I’m taking a systems-engineering approach to “prescribe” CBT-based psychological interventions when I hit a wall (e.g. procrastination, "redlining"), and also to identify which traits need the most attention to optimize overall “system” (my) output.
*Model Overview*:
I’m using a Grey-Box model, dependent on the following premises:
1. Performance as Function: Performance output is in large part a function of the psychological traits I listed.
2. Mutability: These traits are mutable to the extent that maximizing them results in non-trivially enhanced performance.
3. Control Theory Loop: Defining a self-correcting model for these traits using control theory, benchmarking it vs some ground truth (e.g. features shipped, PnL), & running trial and error on individually-tailored psychological interventions can yield actionable growth insights.
*The Bottlenecks*:
1. It’s vulnerable to heavy GIGO ("Garbage-In-Garbage-Out").
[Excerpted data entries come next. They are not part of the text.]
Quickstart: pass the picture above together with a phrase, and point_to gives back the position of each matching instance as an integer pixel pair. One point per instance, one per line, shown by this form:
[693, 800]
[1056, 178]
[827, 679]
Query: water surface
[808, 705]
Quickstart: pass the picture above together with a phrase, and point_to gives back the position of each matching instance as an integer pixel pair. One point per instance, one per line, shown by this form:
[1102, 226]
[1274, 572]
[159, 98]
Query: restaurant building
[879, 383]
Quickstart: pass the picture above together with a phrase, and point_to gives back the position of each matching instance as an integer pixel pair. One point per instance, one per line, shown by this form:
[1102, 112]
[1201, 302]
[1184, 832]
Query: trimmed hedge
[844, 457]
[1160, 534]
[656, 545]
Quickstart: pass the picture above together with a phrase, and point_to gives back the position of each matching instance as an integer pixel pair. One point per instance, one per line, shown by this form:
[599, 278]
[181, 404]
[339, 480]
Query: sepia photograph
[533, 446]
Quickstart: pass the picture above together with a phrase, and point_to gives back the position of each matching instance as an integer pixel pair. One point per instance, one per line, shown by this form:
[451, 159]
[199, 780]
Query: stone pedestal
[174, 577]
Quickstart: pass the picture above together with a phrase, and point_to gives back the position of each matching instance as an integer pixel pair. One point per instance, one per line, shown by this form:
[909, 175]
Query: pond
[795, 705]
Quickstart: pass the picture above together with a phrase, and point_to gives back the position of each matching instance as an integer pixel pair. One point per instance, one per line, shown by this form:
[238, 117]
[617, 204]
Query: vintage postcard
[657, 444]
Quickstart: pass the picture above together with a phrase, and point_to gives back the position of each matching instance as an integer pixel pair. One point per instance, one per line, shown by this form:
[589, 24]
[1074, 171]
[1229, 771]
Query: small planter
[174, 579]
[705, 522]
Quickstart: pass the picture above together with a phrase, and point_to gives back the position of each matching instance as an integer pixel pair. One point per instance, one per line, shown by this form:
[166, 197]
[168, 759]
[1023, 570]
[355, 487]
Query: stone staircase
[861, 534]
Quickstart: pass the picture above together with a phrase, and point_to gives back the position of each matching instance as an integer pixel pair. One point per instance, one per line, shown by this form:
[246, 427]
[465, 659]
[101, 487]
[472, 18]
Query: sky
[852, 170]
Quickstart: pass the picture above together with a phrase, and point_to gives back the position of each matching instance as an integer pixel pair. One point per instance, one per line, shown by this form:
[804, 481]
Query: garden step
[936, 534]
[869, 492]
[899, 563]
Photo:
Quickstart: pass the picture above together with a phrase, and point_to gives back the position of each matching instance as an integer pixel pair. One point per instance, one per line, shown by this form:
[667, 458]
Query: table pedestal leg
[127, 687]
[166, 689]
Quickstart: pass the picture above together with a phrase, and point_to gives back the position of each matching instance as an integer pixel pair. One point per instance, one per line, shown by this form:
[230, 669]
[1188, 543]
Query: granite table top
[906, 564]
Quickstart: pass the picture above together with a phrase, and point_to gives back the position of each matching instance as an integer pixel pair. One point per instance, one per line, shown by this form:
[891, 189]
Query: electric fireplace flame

2. Accurate state estimation currently requires high-friction journaling, which is the primary failure point, but not insurmountable w/ the advent of LLM journaling
*Questions for HN*
1. Prior Art: Do any of you take a structured, quantified approach to improving these (or any other) personality traits?
2. The Placebo Check: Please poke holes in the logic. I worry the success I’ve personally found with this approach may just be a placebo.
In the great fight between Covey (7 Habits) and Collins (Good to Great) I tend to agree with Collins that realized purpose is more important than structure, habits or technique. There are few ways I could serve you worse than to increase your patience or grit applied to the wrong task.